Brick and mortar operations do have one distinct advantage over Amazon with the implementation of curbside pickup.Again though because of their size, retailers like Walmart face the challenge of moving inventory internally to fulfill local customers’ needs. Wait time once again presents a huge hurdle due to the sheer volume of orders.Inter-store transfers create time backlogs, and once again the customer is left waiting for their purchases.
This is precisely where small retailers might move into the void and reap huge rewards with a concerted effort. A smaller, tighter operation allows for faster navigation in the local marketplace. Online ordering, same-day delivery, and curbside pickup are all tools at the small retailers’ disposal. With comparative smallness of scale, each is an advantage to be exploited in a localized market; something large businesses cannot easily address.

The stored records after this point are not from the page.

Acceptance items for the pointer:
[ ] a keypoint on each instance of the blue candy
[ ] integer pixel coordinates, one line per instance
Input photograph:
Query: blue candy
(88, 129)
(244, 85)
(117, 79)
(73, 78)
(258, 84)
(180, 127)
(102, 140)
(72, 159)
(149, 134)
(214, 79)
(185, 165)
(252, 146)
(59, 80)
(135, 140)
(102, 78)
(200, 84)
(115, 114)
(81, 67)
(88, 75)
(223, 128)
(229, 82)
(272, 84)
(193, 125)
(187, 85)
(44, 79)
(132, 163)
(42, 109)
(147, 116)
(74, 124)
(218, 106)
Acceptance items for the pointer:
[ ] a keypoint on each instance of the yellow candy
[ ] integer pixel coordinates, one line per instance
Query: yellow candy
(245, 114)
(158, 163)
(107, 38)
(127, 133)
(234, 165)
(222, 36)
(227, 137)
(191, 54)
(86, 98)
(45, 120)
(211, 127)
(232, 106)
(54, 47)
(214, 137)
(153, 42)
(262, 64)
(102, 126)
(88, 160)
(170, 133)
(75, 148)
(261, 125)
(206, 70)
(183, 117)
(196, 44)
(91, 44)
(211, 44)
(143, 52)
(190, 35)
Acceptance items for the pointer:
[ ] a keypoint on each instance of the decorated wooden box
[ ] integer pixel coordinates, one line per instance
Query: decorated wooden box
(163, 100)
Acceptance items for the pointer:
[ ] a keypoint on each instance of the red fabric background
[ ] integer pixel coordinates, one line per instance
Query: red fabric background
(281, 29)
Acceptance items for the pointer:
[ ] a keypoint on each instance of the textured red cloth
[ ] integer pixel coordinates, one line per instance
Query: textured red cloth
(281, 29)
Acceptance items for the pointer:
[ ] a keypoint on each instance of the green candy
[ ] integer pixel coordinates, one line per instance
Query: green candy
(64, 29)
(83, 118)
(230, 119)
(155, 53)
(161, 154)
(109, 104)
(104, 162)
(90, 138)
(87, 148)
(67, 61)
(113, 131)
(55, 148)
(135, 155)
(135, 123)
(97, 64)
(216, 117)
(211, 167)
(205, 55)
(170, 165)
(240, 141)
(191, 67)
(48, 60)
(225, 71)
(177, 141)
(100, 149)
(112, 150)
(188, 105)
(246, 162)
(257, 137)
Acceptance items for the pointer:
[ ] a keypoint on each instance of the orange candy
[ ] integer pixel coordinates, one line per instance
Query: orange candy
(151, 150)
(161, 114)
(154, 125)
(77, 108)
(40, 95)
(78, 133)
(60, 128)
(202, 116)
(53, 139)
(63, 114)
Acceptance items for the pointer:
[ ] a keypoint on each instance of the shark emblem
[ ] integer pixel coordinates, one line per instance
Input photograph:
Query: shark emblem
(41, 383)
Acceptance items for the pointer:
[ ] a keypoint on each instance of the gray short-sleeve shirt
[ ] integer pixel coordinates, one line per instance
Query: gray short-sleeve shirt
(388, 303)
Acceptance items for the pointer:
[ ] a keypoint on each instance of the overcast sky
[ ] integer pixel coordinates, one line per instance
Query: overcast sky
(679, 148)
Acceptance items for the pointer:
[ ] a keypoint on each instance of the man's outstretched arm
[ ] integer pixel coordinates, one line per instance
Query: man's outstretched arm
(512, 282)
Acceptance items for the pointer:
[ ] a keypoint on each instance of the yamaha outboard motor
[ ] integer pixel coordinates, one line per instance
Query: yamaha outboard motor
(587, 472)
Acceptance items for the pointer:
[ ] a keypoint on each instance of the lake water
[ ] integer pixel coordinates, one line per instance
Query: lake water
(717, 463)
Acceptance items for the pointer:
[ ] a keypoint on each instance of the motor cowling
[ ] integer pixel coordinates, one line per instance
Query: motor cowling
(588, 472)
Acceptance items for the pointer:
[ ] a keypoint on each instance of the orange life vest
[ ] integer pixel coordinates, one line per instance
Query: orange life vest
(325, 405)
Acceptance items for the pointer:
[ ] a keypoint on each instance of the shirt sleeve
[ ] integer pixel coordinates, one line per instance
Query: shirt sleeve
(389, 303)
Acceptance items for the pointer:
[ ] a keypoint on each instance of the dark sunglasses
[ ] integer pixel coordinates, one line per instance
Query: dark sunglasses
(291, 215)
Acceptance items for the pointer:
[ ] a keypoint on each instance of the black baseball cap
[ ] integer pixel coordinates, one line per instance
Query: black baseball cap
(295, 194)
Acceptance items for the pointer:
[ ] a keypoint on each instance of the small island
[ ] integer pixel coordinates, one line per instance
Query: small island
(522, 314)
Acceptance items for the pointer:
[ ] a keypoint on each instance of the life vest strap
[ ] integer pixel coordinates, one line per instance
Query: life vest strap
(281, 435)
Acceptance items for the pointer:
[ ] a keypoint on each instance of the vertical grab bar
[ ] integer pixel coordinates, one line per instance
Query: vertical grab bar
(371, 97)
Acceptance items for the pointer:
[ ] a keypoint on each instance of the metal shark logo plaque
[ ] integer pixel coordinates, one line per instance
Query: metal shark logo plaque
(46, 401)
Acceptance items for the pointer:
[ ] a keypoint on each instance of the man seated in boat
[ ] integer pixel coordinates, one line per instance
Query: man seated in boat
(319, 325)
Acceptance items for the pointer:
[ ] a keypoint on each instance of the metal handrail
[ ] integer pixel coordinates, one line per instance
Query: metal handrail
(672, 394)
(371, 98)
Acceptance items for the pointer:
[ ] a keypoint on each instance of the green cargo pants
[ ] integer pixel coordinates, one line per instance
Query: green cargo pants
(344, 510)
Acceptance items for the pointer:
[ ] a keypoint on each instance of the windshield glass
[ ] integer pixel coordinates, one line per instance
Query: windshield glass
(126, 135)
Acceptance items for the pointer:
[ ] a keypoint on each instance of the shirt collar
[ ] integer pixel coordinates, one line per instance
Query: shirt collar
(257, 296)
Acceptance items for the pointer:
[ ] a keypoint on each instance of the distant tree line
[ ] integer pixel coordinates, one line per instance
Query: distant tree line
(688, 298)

Pre-planning though becomes paramount in performing a course change with continued success. Fully developed inventory management systems that are designed to interact with all aspects of a given operation are available to entrepreneurs at minimal costs. While maintaining accurate and instantaneous accounts of stock and their movements, the small retailer now has the advantage of speed and agility when competing for marketshare. All of these functionalities are at the operator’s fingertips, on all devices. Setting a course for the battle of retail supremacy has never been more within reach to more businesses.
The last few months have provided a unique opportunity for savvy entrepreneurs to build solid foundations for rolling out a new product in a changing commerce environment. It’s not too late to lay the groundwork for future gains. As governments ease restrictions on local businesses, will your operation be ready to pounce when the time is ripe?
So, consider the past, live in the now, and create a brighter future. The secret ingredients for success are at your fingertips.